Her trial on eight "overt acts" of treason began on July 5, 1949, at the Federal District Court in San Francisco. During what was at the time the costliest trial in American history, totaling more than half a million dollars, the prosecution presented 46 witnesses, including two of Toguri's former supervisors at Radio Tokyo, and soldiers who testified they could not distinguish between what they had heard on radio broadcasts and what they had heard by way of rumor. Although boxes of tapes were brought by prosecutors to the courthouse and rested near the prosecution table, none were entered into evidence and played for the jury. Toguri claimed she and her associates subtly sabotaged the Japanese war effort.
Toguri was defended by a team of attorneys, led by Wayne Collins. Collins had been at the forefront of the battle for rights of Japanese Americans. Collins enlisted the help of Theodore Tomba, who became one of Toguri's closest friends, a relationship which continued until his death in the 1970s.
During the trial, the former supervisor at Radio Tokyo testified that:
I said to Toguri I had a release from the Imperial General Headquarters giving out results of American ship losses in one of the Leyte Gulf battles, and I asked that she allude to this announcement, make reference to the losses of American ships in her part of the broadcast, and she said she would do so.
Another co-worker testified that Toguri said, "Now you fellows have lost all your ships. Now you really are orphans of the Pacific.

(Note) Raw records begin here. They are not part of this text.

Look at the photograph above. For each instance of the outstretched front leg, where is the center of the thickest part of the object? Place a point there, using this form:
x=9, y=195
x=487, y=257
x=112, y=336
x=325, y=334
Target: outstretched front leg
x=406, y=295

How do you think you will ever get home?"
On September 29, 1949, the jury found Toguri guilty on a sole count, Count VI, which stated, "That on a day during October, 1944, the exact date being to the Grand Jurors unknown, said defendant, at Tokyo, Japan, in a broadcasting studio of The Broadcasting Corporation of Japan, did speak into a microphone concerning the loss of ships." She was fined US$10,000 and given a 10-year prison sentence. Attorney Collins called the verdict "Guilty without evidence". She was sent to the Federal Reformatory for Women at Alderson, West Virginia. She was paroled after serving six years and two months, and released January 28, 1956. She moved to Chicago, Illinois. The FBI's case history notes, "Neither Brundidge nor the witness testified at trial because of the taint of perjury. Nor was Brundidge prosecuted for subornation of perjury."
Toguri never reunited with or again saw her husband, who had been deported to Japan after her trial. Toguri divorced him in 1980; he died in 1996.
In 1976 an investigation by Chicago Tribune reporter Ron Yates discovered that Kenkichi Oki and George Mitsushio, who delivered the most damaging testimony at Toguri's trial, lied under oath. They stated they had been threatened by the FBI and U.S. occupation police and told what to say and what not to say just hours before the trial. This was followed up by a Morley Safer report on the television news program 60 Minutes
Due to these revelations, U.S. President Gerald Ford pardoned Mrs. D’Aquino on January 19, 1977, his last full day in office, after she had appealed to him in writing. The decision was supported by a unanimous vote in both houses of the California State Legislature, the national Japanese-American Citizens League, and S. I. Hayakawa, then a United States Senator from California. The pardon restored her citizenship.